Sorrido e dopo avere ascoltato i suoi racconti, ascolto il suo suono e la sua musica, quella dello Stradivari “Leclair” anno 1721 e di Guido Rimonda, violinista contemporaneo che alcune cronache dipingono alto e pallido, magari un po’ lugubre. In effetti un po’ pallido lo è veramente, ma a me la sua figura non ispira niente di esoterico o di misterioso, vedo invece che suona con cura e disinvoltura, direi che mi comunica generosità e perfino simpatia.

Quello che mi colpisce è la straordinaria ricchezza di colori del suo suono e quello del suo violino, indubbiamente il “Leclair” 1721 riesce veramente a stregarti con un suono morbido e pervasivo, una dinamica indubbiamente poco comune che si ritrova solo nei migliori strumenti classici e meglio conservati. Invece il “Leclair” 1721 ne ha viste di tutte i colori, sul suo corpo le ferite dovute al tempo e agli uomini sono evidenti, eppure la voce è perfetta. E questo è quello che conta.

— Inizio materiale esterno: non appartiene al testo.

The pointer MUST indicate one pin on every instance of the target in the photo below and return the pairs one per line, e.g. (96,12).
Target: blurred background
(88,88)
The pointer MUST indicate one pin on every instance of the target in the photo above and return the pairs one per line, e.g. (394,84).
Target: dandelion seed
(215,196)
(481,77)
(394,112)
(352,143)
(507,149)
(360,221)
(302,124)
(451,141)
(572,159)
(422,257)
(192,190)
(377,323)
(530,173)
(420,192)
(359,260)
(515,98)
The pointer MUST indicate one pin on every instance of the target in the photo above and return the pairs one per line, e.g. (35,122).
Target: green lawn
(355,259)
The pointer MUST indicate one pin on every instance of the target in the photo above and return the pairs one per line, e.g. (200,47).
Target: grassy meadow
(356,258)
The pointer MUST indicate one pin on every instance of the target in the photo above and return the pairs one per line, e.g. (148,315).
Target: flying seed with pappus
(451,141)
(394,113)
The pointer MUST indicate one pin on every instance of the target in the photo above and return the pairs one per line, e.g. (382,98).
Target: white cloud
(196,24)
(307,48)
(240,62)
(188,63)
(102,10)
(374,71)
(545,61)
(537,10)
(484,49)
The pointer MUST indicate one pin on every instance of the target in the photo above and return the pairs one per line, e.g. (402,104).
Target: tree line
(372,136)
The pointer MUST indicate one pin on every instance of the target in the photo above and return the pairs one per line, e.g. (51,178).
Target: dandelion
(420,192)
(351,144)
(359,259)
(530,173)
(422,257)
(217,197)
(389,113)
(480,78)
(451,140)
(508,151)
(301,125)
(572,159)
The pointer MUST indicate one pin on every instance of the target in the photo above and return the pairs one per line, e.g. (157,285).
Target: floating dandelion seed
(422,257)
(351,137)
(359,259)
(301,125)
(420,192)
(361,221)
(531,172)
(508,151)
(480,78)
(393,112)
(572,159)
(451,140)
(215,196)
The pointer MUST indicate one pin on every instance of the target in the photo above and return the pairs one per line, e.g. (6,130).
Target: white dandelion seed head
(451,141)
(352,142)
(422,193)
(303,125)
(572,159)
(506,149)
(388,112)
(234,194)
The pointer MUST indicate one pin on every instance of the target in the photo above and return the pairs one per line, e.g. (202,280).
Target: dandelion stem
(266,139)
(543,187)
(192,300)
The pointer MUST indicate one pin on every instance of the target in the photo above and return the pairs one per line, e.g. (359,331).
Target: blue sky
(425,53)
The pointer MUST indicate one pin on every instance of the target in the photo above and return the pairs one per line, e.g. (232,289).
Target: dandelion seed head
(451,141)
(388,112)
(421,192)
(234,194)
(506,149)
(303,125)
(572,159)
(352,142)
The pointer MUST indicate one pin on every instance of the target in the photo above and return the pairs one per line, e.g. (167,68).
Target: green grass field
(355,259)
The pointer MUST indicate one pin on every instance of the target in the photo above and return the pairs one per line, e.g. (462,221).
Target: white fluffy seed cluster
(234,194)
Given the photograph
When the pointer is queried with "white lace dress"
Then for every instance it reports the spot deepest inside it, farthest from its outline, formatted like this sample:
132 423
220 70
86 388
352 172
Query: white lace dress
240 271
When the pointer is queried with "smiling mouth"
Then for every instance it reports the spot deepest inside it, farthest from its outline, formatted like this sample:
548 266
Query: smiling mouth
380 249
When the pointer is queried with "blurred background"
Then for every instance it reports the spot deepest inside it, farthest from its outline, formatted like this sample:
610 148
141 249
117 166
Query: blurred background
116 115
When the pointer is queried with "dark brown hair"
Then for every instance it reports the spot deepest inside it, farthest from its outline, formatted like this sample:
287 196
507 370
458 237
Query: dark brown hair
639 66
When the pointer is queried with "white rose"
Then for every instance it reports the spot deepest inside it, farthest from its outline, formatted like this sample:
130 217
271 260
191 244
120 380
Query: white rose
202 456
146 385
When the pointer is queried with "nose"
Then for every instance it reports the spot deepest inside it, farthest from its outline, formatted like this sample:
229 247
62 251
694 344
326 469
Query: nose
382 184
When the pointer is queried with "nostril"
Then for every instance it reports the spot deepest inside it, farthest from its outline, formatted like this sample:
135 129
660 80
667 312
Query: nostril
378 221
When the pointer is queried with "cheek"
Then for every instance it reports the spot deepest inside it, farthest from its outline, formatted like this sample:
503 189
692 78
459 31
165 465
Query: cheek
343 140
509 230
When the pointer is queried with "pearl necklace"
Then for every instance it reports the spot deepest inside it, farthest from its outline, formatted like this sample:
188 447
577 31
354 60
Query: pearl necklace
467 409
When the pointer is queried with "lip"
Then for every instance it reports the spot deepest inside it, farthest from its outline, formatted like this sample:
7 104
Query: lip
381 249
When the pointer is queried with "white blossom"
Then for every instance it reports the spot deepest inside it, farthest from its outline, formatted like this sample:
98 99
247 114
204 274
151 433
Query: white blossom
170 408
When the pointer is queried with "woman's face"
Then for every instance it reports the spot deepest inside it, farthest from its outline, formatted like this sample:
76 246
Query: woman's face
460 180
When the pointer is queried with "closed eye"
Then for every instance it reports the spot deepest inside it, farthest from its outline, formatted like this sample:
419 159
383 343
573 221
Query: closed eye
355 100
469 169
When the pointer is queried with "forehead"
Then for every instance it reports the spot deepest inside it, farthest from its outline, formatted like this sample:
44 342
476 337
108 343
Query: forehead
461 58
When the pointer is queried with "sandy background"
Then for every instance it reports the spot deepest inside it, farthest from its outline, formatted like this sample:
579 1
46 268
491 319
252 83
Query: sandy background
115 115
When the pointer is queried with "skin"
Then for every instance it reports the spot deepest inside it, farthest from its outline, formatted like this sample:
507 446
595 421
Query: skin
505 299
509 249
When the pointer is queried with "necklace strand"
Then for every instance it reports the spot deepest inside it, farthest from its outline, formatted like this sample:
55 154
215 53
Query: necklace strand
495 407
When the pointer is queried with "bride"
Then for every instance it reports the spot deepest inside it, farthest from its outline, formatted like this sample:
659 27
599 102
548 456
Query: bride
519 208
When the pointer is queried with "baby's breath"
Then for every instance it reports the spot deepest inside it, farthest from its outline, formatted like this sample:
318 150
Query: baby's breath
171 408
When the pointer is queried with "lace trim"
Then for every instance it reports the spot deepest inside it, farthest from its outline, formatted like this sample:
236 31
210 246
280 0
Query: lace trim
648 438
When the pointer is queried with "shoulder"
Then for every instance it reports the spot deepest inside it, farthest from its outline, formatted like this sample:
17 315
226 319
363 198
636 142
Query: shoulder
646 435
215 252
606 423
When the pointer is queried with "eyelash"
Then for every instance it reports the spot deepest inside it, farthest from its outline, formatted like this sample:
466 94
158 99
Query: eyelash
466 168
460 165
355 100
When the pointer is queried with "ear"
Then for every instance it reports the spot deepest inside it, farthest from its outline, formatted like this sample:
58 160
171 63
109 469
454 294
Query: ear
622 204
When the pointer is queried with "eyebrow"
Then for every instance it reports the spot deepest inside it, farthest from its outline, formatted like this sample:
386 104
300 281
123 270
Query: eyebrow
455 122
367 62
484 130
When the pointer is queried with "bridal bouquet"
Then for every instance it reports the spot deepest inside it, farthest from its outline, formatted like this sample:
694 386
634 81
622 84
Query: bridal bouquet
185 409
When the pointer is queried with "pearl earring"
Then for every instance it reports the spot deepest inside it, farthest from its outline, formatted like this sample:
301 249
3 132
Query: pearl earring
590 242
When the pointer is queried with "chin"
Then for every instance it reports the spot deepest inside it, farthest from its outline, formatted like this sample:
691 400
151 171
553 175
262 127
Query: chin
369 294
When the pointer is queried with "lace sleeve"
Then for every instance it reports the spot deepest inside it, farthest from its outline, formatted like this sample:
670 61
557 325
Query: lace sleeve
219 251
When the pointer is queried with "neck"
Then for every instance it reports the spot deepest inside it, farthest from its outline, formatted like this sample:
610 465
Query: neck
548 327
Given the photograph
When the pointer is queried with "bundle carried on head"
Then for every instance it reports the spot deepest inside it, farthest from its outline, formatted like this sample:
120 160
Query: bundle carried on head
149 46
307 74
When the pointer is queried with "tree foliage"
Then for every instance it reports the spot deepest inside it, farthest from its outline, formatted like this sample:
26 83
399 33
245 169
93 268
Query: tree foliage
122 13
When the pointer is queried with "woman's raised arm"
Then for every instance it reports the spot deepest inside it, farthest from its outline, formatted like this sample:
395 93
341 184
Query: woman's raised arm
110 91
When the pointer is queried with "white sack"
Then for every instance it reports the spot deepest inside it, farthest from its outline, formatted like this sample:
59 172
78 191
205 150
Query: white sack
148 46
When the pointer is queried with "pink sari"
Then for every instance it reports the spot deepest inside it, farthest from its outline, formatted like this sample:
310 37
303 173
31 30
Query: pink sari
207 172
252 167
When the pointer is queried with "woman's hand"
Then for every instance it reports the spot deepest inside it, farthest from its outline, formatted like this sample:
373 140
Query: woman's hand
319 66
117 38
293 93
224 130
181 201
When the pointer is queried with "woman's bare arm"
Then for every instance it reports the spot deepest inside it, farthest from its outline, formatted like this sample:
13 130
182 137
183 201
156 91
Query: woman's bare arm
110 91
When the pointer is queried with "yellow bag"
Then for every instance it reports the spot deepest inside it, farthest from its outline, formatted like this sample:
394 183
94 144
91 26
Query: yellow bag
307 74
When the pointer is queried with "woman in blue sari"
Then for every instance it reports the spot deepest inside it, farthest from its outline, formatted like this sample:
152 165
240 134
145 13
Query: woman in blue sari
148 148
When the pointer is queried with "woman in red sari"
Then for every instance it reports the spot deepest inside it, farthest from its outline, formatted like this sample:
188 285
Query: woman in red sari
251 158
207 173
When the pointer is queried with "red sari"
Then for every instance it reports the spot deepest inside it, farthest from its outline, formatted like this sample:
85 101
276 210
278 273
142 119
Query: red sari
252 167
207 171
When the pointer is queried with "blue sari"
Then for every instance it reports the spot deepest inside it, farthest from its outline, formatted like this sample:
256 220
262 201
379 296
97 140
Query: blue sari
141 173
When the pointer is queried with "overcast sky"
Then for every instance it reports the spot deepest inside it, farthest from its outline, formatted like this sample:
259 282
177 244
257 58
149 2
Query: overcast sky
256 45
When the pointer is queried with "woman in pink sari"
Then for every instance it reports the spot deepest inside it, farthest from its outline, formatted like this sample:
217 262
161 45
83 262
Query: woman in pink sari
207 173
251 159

Tra i brani in programma quello che ho gradito maggiormente è stato “Le Streghe” di Paganini, che fu composto ispirandosi all’opera di Süssmayr  “Il noce di Benevento”, Rimonda affronta con grande disinvoltura le impervie virtù paganiniane, ottimo, definito e ben udibile il pizzicato della mano sinistra. Considerato che il programma di questa sera, oltre ad essere circondato da un’aura “maledetta, affronta un arco cronologico di composizioni di grandissima varietà esecutiva ed interpretativa, e che Rimonda ci offre perfino mettendosi a sedere sugli scalini del palcoscenico, ecco che la mia simpatia nei suoi confronti si trasforma in ammirazione.

Nelle esecuzioni dal vivo non faccio mai troppa attenzione alle inevitabili imprecisioni, ma nel caso di Rimonda non riesco a ricordare nessun momento in cui abbia avuta la benché minima caduta di stile o di intonazione, inoltre affronta un repertorio poco comune, quello che tra 1700 e 1800 noi liutai definiamo “di transizione”, riferendoci al fatto che ormai lasciati definitivamente al passato il Barocco e i suoi fasti, i violini classici affrontano una fase a cui nemmeno il “Leclair” è riuscito a sottrarsi: la montatura “alla moderna”, ossia quell’insieme di modifiche strutturali che hanno reso il violino barocco ciò che noi vediamo e costruiamo oggi.

Eppure anche in quell’epoca di profonde trasformazioni culturali e tecniche, l’influsso del Barocco nelle composizioni degli autori dell’epoca si avverte chiaro, e anche Rimonda che quel periodo sembra conoscerlo molto bene, forse anche per la sua profonda dedizione a Viotti, non tradisce la storia con vibrati veementi e arcate di un virtuosismo a volte selvaggio, che troppo spesso funestano le mie povere orecchie, come accade con altri interpreti, anche di gran blasone, di oggi e di ieri che a volte sembrano poco avvezzi alla realtà del “suono italiano”.

Rimonda e il suo “Leclair” ci restituiscono il valore del sussurro e del silenzio, così che ci si potrebbe chiedere dove il dolore e la sofferenza de “Le Violon Noir”, le inquietudini di Tartini e della Baronessa di Carini dove siano andati a finire,  si può rispondere solo che la musica, espressione artistica della nostra vita umana, racchiudono tutto. Ed è per questo che io stasera mi sento di sorridere al mistero, perché il suono di questo violino è senza ombre, è chiaro e luminoso,  “Le Clair” appunto, e niente ci fa pensare ad un “Violon Noir”.

Qualche parola su violino: il “Leclair”, pur nelle sue meravigliose doti sonore, è indubbiamente un violino che ha sofferto molto, quelle che si ritengono siano le tracce insanguinate dell’abbraccio di Jean Marie Leclair nei suoi ultimi momenti di agonia, sono evidenti. Ignoro al momento quanto sia da attribuire a verità o leggenda, ma è certo che quelle zone più scure sembrano essere state ripulite fin troppo a fondo (senza peraltro esser riusciti nell’intento), e che qualcosa abbia penetrato profondamente le fibre del legno, e che poi ritocchi e forse riverniciatura successive hanno reso ancora più evidenti. Che sia uno Stradivari autentico non è testimoniato solo dalla grandezza del suono, ma anche dalla forma stessa del violino, che in ogni copia non si riesce mai ad avvertire fino in fondo quella purezza di curve originaria, così come il taglio delle “effe” conserva sostanziosi bagliori dell’antica freschezza.